In an increasing number of IT organizations this requires keeping track of resource and service utilization for the purpose of billing and chargeback of the shared IT resources. The costing and resource consumption measurement becomes critical to effectively and accurately charge business customers in an equitable, visible and auditable way.
Financial Management tools collect raw metering data from a variety of sources including operating systems, databases, middleware and applications associating this usage to users of services from specific departments. Data collectors gather critical usage metrics for each of the technologies being measured, links in the costing information from accounting software and then reports, analyses and allocates costs, enabling customers to evaluate the information in many dimensions.
Most tools will interface with the CMS to manage costs for each CI and resource to generate data related to billing, reporting, chargeback and cost analysis. These tools will typically federate with the organization's Financial Management applications and ERP system to acquire and share aggregate costs.

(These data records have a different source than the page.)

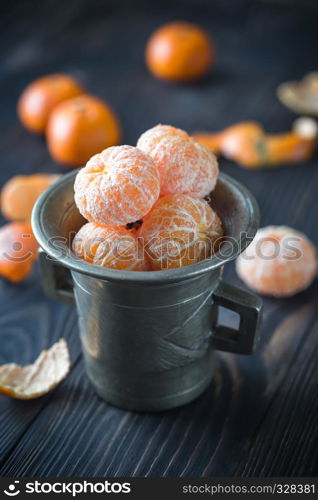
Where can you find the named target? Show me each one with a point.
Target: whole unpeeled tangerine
(19, 194)
(80, 128)
(179, 51)
(111, 247)
(280, 262)
(18, 250)
(40, 97)
(185, 165)
(118, 186)
(180, 230)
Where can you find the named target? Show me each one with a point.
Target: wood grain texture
(259, 417)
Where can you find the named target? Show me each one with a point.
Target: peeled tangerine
(18, 250)
(19, 194)
(280, 262)
(112, 247)
(179, 231)
(118, 186)
(33, 381)
(185, 165)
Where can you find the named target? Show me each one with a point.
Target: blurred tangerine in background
(19, 194)
(41, 96)
(81, 127)
(19, 249)
(180, 51)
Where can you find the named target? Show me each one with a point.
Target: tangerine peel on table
(37, 379)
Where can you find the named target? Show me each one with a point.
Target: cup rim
(74, 263)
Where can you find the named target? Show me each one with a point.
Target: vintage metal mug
(148, 338)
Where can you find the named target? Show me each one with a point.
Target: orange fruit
(112, 247)
(18, 250)
(118, 186)
(280, 262)
(185, 166)
(180, 230)
(79, 128)
(19, 194)
(179, 51)
(41, 96)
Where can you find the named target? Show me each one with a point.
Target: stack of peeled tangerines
(161, 183)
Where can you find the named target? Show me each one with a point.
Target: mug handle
(249, 307)
(56, 279)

Interfaces are also normally supported with project and portfolio management tools to facilitate the overall portfolio of investments.
Effective cost management is a basic requirement for the IT organizations of today, Financial Management tools will be required to ensure that customers can not only understand the IT costs of their business operations, but also more accurately budget and enable IT to evaluate the overall effectiveness of the services provision. Successful implementation and usage of these tools will support the continual improvement of cost management and drive ever-increasing IT value to the business.
7.1.15 Business Intelligence/Reporting
In addition to the statistical analysis environment that requires a toolset to support technical data, there is also a need for a common repository of all service information and business-related data. Often these tools are provided by the same vendors who support the statistical analysis software but the focus in this instance is on providing business-related data from all of the above toolsets representing a guide to direct the activities of IT as a whole in support of the business customer.
As the technology used to deliver IT services becomes increasingly complex, the distribution of services expands and the amount of centralized control we can apply is diminished, there will be a growing reliance on tools and software functionality to administer, manage, improve and ensure overall governance of IT service provision. As stated earlier, best-practice process should determine what support functionality is required but we can be assured that the software industry will continue to develop a wide and varied set of tools that can reduce the administrative overhead of managing our processes and improve the overall quality of IT service provision.
|Figure 7.2 Service-centric view of the IT enterprise|
For effective CSI it is important for organizations to view their tool requirements from an enterprise perspective as shown below. Tools for CSI should support the key operational activities of the 7-Step Improvement Process: data gathering, data processing, data analysis and data presentation. Tools must provide for monitoring of each level of the service hierarchy: services, systems and components, as well as support the reporting activities for SLAs, OLAs and UCs.